Conducido hacia la desembocadura del río de la Merced y subiendo todos a la orilla izquierda, llegaron a la meseta de la Gran Vista.
Al llegar al sitio donde se cruzaban los primeros árboles del bosque, cuyo follaje se agitaba blandamente al impulso de la brisa, el desconocido pareció aspirar con delicia aquel perfume penetrante que impregnaba la atmósfera y un largo suspiro se escapó de su pecho.
Los colonos estaban detrás de él dispuestos a sujetarlo, si hacía un movimiento para huir.
Y en efecto, el pobre hombre estuvo a punto de lanzarse al arroyo que le separaba del bosque, y sus piernas se aflojaron en un instante como un resorte..., pero casi al mismo tiempo se replegó sobre sí mismo, se contuvo y una lágrima corrió por sus mejillas.
—¡Ah! —exclamó Ciro Smith—, has vuelto a ser hombre, puesto que lloras.
Sí, el desdichado había llorado. Algún recuerdo había atravesado su espíritu y, según la expresión de Ciro Smith, había vuelto a ser hombre por medio de las lágrimas.
Los colonos le dejaron en la meseta un rato y se alejaron un poco para que pudiese llorar libremente, pero no pensó aprovecharse de aquella libertad para huir, y Ciro Smith lo llevó otra vez al Palacio de granito.
Dos días después de esta escena, el desconocido pareció inclinarse poco a poco a participar de la vida común. Era evidente que oía, que comprendía, pero también que se obstinaba en no hablar a los colonos, porque una tarde, Pencroff, escuchando a la puerta de su cuarto, oyó que se escapaban estas palabras de sus labios:
—¡No! ¡Aquí yo! ¡Jamás!
El marino refirió estas palabras a sus compañeros.

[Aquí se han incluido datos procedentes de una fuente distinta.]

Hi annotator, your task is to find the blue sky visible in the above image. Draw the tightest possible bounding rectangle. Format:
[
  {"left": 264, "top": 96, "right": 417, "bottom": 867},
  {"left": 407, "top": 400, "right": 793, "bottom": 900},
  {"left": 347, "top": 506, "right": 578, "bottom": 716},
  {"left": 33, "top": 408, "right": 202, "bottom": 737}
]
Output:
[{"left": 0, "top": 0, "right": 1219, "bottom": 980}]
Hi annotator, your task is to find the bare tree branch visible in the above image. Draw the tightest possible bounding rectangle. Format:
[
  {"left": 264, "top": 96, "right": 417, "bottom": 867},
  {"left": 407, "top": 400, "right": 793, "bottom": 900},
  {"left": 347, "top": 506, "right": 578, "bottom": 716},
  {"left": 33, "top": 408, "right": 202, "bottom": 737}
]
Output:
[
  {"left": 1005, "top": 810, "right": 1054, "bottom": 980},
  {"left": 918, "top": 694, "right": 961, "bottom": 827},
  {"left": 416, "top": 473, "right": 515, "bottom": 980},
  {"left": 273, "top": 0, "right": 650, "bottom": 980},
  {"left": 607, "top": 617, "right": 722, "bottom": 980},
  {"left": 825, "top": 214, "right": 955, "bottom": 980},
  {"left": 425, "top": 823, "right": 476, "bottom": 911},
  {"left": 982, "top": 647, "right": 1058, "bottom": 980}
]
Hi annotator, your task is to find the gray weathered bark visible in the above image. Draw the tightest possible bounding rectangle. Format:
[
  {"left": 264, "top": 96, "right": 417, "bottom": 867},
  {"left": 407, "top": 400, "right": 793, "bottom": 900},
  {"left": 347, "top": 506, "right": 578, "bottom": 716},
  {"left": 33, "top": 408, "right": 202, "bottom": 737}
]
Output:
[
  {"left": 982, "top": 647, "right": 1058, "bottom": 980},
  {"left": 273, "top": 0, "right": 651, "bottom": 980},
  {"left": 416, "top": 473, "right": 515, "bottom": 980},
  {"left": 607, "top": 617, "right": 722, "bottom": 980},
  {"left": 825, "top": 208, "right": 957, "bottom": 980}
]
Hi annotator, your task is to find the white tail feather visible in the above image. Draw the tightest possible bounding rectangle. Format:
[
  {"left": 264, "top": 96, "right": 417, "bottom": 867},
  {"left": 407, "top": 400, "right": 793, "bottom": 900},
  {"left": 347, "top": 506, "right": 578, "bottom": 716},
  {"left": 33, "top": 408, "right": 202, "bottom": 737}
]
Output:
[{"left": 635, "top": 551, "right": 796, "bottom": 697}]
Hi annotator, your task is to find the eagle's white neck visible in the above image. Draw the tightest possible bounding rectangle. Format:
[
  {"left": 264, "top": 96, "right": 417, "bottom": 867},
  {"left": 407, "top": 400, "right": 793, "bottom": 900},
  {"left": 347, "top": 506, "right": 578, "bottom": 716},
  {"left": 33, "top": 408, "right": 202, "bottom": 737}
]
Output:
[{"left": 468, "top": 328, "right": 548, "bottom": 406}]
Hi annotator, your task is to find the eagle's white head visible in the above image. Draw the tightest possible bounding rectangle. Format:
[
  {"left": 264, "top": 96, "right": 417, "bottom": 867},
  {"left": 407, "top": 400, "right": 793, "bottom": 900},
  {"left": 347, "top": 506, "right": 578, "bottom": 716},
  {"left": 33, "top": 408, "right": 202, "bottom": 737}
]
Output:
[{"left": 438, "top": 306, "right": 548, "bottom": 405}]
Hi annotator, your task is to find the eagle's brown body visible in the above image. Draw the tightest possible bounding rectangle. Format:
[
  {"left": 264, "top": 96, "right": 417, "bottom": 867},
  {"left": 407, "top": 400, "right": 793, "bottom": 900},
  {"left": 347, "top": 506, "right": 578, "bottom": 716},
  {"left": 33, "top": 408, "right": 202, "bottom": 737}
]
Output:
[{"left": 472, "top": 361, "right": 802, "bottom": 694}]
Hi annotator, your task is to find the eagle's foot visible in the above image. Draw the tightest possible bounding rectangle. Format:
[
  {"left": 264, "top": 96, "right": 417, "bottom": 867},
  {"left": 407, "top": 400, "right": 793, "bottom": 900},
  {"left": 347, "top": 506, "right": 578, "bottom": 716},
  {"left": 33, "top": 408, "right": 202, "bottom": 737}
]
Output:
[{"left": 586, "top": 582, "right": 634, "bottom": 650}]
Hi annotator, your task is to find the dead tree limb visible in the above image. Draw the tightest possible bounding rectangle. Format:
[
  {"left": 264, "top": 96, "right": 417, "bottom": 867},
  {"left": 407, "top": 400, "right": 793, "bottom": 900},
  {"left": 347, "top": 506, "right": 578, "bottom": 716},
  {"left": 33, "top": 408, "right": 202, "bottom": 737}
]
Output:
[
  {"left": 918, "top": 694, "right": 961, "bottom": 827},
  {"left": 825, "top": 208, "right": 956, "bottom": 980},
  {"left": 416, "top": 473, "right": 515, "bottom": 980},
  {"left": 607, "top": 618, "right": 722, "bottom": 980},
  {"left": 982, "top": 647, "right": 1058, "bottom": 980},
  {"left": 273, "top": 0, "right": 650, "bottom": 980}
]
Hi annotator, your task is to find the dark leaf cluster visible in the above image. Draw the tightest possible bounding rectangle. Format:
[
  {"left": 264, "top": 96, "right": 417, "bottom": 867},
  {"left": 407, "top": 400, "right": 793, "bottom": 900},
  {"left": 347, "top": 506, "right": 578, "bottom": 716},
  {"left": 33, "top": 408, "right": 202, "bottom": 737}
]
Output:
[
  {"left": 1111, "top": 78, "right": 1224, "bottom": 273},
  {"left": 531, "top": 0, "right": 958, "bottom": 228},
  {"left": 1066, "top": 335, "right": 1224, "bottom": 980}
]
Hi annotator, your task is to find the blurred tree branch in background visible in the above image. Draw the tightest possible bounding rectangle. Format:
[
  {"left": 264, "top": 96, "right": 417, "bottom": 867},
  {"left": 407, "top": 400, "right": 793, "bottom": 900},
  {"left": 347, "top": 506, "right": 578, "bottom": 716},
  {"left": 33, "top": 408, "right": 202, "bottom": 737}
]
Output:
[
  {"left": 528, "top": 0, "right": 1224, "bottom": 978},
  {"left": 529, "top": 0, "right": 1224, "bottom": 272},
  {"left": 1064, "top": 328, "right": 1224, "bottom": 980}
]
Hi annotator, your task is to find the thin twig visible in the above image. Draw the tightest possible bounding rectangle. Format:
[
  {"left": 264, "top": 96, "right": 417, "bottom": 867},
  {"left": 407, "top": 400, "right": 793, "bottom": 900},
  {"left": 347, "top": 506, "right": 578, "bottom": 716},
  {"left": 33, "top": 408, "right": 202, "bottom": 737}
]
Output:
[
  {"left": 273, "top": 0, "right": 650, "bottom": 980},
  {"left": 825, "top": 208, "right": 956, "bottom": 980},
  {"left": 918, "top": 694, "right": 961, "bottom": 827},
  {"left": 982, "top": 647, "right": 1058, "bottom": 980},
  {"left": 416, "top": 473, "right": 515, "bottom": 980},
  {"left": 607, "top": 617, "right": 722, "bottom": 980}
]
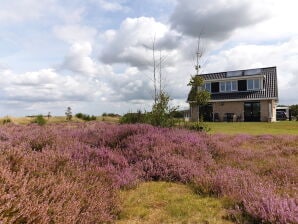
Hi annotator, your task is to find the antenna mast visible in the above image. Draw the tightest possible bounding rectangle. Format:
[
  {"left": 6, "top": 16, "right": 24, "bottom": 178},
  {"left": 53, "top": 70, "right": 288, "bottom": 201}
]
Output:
[{"left": 195, "top": 37, "right": 202, "bottom": 75}]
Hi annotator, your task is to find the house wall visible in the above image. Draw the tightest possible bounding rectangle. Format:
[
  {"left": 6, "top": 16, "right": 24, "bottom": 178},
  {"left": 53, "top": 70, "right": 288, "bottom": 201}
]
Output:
[
  {"left": 213, "top": 102, "right": 244, "bottom": 121},
  {"left": 190, "top": 104, "right": 199, "bottom": 122},
  {"left": 213, "top": 100, "right": 276, "bottom": 122}
]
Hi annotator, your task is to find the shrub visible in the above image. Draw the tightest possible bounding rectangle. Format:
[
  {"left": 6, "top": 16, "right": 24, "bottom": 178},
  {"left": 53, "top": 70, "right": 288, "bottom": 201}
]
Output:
[
  {"left": 33, "top": 114, "right": 47, "bottom": 126},
  {"left": 2, "top": 117, "right": 12, "bottom": 124},
  {"left": 120, "top": 110, "right": 146, "bottom": 124}
]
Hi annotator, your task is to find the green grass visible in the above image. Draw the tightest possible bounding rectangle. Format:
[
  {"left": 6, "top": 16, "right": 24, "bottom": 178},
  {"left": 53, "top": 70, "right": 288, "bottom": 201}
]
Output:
[
  {"left": 206, "top": 121, "right": 298, "bottom": 135},
  {"left": 116, "top": 182, "right": 232, "bottom": 224}
]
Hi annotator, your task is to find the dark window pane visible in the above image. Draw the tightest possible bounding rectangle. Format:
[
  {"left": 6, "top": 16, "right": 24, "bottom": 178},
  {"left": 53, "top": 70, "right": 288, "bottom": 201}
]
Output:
[
  {"left": 211, "top": 82, "right": 219, "bottom": 93},
  {"left": 238, "top": 80, "right": 247, "bottom": 91}
]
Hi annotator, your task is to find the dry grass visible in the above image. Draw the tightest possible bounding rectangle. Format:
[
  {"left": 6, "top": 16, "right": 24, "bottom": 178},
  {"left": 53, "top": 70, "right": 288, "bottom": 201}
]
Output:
[{"left": 116, "top": 182, "right": 232, "bottom": 224}]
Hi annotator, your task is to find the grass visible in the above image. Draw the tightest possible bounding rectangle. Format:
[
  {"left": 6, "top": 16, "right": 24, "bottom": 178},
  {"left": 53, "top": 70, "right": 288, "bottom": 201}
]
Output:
[
  {"left": 206, "top": 121, "right": 298, "bottom": 135},
  {"left": 116, "top": 182, "right": 232, "bottom": 224},
  {"left": 0, "top": 116, "right": 119, "bottom": 125}
]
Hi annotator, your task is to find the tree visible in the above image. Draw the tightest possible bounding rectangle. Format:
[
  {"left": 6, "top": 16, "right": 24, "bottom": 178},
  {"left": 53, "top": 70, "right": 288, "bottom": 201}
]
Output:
[
  {"left": 290, "top": 104, "right": 298, "bottom": 118},
  {"left": 65, "top": 107, "right": 72, "bottom": 121},
  {"left": 187, "top": 36, "right": 210, "bottom": 122},
  {"left": 147, "top": 91, "right": 177, "bottom": 127},
  {"left": 187, "top": 75, "right": 210, "bottom": 121}
]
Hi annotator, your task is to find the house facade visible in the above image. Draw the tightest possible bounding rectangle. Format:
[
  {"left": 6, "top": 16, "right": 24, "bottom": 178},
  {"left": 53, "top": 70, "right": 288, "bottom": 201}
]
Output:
[{"left": 188, "top": 67, "right": 278, "bottom": 122}]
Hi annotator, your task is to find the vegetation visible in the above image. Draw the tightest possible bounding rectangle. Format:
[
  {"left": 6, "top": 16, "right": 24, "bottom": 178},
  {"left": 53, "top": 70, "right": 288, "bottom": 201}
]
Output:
[
  {"left": 290, "top": 104, "right": 298, "bottom": 121},
  {"left": 2, "top": 116, "right": 12, "bottom": 124},
  {"left": 120, "top": 92, "right": 177, "bottom": 127},
  {"left": 116, "top": 182, "right": 232, "bottom": 224},
  {"left": 0, "top": 122, "right": 298, "bottom": 224},
  {"left": 205, "top": 121, "right": 298, "bottom": 135},
  {"left": 33, "top": 114, "right": 47, "bottom": 126},
  {"left": 65, "top": 107, "right": 72, "bottom": 121}
]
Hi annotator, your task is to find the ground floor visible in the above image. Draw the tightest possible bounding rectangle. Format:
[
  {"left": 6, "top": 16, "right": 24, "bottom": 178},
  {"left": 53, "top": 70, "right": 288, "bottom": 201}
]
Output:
[{"left": 189, "top": 100, "right": 276, "bottom": 122}]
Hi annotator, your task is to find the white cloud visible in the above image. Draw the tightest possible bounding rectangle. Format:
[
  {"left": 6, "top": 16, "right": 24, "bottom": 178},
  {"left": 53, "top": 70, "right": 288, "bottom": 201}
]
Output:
[
  {"left": 0, "top": 69, "right": 103, "bottom": 102},
  {"left": 101, "top": 17, "right": 168, "bottom": 68},
  {"left": 170, "top": 0, "right": 272, "bottom": 40},
  {"left": 53, "top": 24, "right": 97, "bottom": 44},
  {"left": 61, "top": 42, "right": 97, "bottom": 75},
  {"left": 98, "top": 0, "right": 129, "bottom": 12}
]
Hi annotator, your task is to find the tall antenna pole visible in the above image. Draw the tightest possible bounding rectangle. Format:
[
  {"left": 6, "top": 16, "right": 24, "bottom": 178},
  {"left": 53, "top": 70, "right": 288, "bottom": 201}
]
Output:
[
  {"left": 152, "top": 35, "right": 157, "bottom": 103},
  {"left": 159, "top": 50, "right": 162, "bottom": 95},
  {"left": 195, "top": 37, "right": 202, "bottom": 75}
]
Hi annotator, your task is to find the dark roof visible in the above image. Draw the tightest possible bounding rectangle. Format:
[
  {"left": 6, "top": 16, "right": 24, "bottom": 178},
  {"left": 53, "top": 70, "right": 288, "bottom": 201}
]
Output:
[{"left": 187, "top": 67, "right": 278, "bottom": 101}]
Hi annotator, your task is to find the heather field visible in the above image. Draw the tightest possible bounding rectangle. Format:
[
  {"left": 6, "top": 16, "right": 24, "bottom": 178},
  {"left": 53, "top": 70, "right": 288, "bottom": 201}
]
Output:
[{"left": 0, "top": 122, "right": 298, "bottom": 224}]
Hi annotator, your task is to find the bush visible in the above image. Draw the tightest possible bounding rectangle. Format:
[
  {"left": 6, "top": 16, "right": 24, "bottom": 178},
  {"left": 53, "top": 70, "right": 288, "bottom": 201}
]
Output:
[
  {"left": 2, "top": 117, "right": 11, "bottom": 124},
  {"left": 185, "top": 122, "right": 211, "bottom": 132},
  {"left": 33, "top": 114, "right": 47, "bottom": 126},
  {"left": 120, "top": 110, "right": 146, "bottom": 124}
]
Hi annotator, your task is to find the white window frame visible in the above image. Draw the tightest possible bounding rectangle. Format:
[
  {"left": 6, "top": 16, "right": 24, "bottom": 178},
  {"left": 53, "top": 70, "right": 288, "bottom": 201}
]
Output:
[
  {"left": 219, "top": 82, "right": 226, "bottom": 92},
  {"left": 204, "top": 82, "right": 211, "bottom": 93},
  {"left": 231, "top": 80, "right": 238, "bottom": 92},
  {"left": 219, "top": 80, "right": 238, "bottom": 93},
  {"left": 247, "top": 79, "right": 262, "bottom": 90}
]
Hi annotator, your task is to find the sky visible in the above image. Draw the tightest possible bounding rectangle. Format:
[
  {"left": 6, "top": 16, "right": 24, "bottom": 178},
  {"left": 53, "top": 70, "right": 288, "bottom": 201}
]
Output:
[{"left": 0, "top": 0, "right": 298, "bottom": 117}]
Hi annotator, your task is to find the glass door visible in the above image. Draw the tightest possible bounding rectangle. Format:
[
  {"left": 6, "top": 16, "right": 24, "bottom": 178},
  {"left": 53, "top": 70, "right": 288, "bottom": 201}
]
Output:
[{"left": 244, "top": 102, "right": 261, "bottom": 121}]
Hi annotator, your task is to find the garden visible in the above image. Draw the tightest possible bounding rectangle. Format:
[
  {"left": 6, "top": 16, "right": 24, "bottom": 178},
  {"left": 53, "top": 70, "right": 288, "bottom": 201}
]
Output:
[{"left": 0, "top": 121, "right": 298, "bottom": 223}]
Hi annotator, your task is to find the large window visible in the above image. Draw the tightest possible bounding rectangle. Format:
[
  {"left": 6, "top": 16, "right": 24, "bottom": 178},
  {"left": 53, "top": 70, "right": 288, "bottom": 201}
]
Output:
[
  {"left": 247, "top": 79, "right": 261, "bottom": 90},
  {"left": 220, "top": 81, "right": 238, "bottom": 92},
  {"left": 204, "top": 82, "right": 211, "bottom": 93}
]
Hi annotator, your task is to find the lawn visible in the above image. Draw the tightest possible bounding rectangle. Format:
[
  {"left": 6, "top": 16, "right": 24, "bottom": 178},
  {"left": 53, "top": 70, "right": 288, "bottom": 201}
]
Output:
[
  {"left": 116, "top": 182, "right": 233, "bottom": 224},
  {"left": 206, "top": 121, "right": 298, "bottom": 135},
  {"left": 0, "top": 121, "right": 298, "bottom": 224}
]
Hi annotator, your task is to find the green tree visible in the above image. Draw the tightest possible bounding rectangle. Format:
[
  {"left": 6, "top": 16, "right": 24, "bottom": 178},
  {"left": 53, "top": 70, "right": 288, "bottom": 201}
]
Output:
[
  {"left": 187, "top": 75, "right": 210, "bottom": 121},
  {"left": 290, "top": 104, "right": 298, "bottom": 120},
  {"left": 147, "top": 91, "right": 177, "bottom": 127}
]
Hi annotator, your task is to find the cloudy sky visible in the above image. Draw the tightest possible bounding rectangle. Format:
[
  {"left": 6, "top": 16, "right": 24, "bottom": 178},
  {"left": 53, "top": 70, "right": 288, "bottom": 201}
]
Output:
[{"left": 0, "top": 0, "right": 298, "bottom": 116}]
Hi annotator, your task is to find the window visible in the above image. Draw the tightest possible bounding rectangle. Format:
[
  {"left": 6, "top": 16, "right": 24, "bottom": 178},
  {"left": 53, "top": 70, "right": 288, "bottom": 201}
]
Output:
[
  {"left": 204, "top": 82, "right": 211, "bottom": 92},
  {"left": 219, "top": 82, "right": 226, "bottom": 92},
  {"left": 220, "top": 81, "right": 238, "bottom": 92},
  {"left": 231, "top": 81, "right": 238, "bottom": 91},
  {"left": 247, "top": 79, "right": 261, "bottom": 90}
]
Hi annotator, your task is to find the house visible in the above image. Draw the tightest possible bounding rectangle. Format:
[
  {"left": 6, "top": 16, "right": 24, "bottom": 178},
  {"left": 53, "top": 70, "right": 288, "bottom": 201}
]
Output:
[{"left": 187, "top": 67, "right": 278, "bottom": 122}]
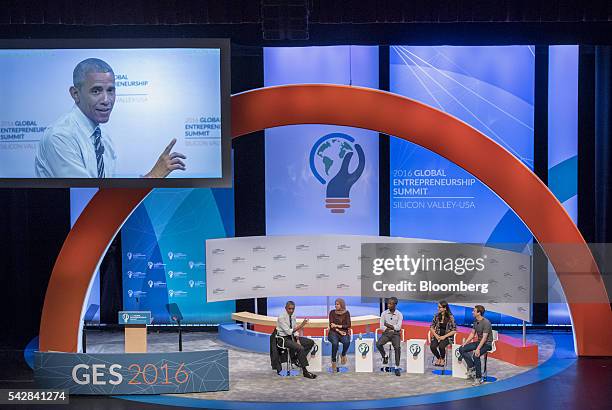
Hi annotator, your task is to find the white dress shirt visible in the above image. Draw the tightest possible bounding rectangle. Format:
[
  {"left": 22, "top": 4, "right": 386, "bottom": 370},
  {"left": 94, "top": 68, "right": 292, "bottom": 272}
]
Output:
[{"left": 35, "top": 105, "right": 117, "bottom": 178}]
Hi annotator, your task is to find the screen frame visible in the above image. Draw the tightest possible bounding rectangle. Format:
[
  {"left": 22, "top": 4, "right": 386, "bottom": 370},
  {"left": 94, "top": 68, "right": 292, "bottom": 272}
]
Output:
[{"left": 0, "top": 38, "right": 232, "bottom": 188}]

—Aquí hay un doloroso misterio —dijo Ciro Smith.
El desconocido había comenzado a utilizar los instrumentos de labranza y trabajaba en la huerta.
Cuando se detenía en su tarea, lo cual sucedía con frecuencia, permanecía como concentrado en sí mismo; y a instancias del ingeniero, los colonos respetaban el aislamiento que parecía querer conservar. Si uno de ellos se le acercaba, retrocedía; se escapaban de su pecho sollozos continuos, como si hubiera querido romper a llorar.
¿Eran remordimientos? Podía creerse así, y Gedeón Spilett no pudo menos un día de hacer esta observación:
—Si no habla, sin duda tendrá cosas demasiado graves que decir.